5:30am and Versailles is slammed? Dunkin is the fallback.
This Dunkin at MIA opens around 5am and closes by 7am, so it really only caters to the first wave of departures. It sits in the MIA concourses as the predictable chain option when the Cuban coffee counters have lines snaking halfway down the hall. Price tier is straight fast food coffee: expect around $3–$5 for drinks and <$10 if you grab a sandwich and hash browns.
Rating hovers at a 3 out of 5 on Google, which tracks with an airport location grinding through early‑morning traffic. Reviews call out that the main rush hits between 5–7am, with the line often stretching into the concourse.

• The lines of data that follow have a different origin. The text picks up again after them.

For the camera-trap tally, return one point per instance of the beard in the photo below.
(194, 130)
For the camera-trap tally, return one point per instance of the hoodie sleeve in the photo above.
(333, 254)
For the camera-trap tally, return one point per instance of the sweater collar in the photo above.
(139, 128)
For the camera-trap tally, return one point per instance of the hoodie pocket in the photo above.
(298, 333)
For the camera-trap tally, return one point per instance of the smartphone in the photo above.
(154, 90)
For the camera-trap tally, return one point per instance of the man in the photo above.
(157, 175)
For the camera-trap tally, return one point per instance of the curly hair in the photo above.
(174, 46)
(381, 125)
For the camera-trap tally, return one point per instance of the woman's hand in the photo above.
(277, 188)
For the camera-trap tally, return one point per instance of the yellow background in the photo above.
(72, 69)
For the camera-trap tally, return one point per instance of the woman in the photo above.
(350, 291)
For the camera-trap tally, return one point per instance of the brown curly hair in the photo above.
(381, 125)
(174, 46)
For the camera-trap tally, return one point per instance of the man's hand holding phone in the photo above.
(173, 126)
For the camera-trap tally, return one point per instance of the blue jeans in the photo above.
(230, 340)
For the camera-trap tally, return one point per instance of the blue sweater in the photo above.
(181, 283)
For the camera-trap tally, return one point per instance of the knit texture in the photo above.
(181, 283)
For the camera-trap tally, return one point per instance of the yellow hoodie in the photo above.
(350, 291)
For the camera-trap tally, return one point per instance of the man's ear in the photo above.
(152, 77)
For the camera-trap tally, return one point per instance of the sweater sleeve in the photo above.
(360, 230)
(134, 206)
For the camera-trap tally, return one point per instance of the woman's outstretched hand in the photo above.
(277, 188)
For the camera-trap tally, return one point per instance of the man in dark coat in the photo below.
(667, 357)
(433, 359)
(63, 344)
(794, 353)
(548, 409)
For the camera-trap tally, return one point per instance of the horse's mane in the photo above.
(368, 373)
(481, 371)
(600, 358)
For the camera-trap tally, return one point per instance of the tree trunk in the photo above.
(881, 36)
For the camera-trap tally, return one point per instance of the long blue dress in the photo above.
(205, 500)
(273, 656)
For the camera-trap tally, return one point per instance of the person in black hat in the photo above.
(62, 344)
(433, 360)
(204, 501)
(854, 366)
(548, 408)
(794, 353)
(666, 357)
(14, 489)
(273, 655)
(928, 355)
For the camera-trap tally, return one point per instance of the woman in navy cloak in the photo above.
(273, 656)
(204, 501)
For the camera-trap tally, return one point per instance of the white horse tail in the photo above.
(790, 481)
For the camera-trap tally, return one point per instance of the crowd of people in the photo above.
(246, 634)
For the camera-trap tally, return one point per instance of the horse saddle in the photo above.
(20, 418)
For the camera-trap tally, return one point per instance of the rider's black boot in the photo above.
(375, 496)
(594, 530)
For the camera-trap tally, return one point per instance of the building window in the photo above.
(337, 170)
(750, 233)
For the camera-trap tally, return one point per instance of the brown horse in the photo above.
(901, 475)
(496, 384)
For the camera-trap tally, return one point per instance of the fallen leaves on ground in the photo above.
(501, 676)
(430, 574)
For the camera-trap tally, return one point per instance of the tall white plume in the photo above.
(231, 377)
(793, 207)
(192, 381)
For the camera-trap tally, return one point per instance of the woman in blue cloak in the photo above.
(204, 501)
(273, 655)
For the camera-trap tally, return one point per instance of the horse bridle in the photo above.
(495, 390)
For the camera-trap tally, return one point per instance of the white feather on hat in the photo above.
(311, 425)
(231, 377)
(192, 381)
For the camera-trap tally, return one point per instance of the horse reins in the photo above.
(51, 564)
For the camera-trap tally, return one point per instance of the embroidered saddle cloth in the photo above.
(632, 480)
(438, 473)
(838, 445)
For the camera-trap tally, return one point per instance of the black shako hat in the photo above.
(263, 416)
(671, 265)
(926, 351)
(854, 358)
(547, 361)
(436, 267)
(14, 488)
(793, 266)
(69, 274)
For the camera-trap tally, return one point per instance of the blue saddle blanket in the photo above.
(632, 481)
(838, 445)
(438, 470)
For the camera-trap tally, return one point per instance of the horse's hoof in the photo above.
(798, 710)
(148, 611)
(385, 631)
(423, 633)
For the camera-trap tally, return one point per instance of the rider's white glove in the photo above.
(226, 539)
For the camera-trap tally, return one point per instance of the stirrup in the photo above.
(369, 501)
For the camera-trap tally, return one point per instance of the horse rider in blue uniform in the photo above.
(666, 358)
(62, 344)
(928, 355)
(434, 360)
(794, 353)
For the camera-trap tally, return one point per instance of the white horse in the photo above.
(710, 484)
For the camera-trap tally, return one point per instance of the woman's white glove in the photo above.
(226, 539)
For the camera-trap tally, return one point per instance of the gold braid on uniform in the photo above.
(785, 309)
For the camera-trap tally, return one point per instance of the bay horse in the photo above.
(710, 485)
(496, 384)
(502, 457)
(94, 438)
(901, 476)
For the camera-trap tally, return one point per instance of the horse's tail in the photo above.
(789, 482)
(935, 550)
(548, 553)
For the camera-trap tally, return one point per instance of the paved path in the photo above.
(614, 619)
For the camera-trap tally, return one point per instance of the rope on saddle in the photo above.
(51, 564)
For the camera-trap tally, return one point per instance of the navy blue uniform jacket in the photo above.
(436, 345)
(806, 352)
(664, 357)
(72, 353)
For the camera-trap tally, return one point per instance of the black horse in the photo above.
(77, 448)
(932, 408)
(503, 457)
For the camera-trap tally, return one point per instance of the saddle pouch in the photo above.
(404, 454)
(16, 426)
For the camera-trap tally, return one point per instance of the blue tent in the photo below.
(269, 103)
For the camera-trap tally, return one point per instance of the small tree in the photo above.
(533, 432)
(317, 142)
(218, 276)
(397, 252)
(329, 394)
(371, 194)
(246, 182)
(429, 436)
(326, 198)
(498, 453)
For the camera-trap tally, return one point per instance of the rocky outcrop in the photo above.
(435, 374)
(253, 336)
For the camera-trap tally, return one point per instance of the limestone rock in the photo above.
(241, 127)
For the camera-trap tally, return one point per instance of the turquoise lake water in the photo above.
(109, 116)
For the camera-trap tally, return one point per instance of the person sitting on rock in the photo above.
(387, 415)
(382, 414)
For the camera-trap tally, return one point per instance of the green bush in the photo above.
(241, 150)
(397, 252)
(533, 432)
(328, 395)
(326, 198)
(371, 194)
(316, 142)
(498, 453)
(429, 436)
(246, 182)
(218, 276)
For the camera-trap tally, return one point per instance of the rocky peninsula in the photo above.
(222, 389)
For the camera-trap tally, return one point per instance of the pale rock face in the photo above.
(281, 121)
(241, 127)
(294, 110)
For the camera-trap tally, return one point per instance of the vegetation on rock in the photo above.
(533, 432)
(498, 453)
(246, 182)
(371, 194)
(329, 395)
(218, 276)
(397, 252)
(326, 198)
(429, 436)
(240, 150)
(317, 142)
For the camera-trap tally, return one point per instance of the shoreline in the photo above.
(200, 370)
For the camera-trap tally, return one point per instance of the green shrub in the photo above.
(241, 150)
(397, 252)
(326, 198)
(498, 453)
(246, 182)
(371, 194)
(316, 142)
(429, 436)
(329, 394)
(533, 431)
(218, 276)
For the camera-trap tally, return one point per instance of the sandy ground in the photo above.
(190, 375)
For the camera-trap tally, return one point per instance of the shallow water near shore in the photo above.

One traveler mentioned hitting Dunkin after seeing the line “out the door” at Versailles and still making their flight.
At peak, expect a wait of 10–20 minutes, but multiple reviews say the crew moves fast and a “super long line at 5:30am” still cleared in time for boarding. Regulars in the North and Central concourses treat it as the default: same menu, same taste as any highway Dunkin, which is the entire point at that hour.
What people who fly through often do: keep it simple. In several reviews, frequent flyers say they stick to hot coffee, iced coffee, or cold brew and standard donuts or wake‑up wraps. When the line is 20 deep, that basic order is the one that comes out right and hot.
Watch out for mobile orders during the 5–7am crush. Complaints repeat the same theme: wrong items, missing donuts, or drinks made incorrectly when the ticket stack is high. Another recurring gripe is cleanliness, with mentions of sticky floors and overflowing trash cans near the seating area during peak.
Tip: if you see the line spilling into the concourse, join it and order at the counter; skip mobile ordering and stick to a simple coffee so you can be back at your North, Central, or South gate in under 15 minutes.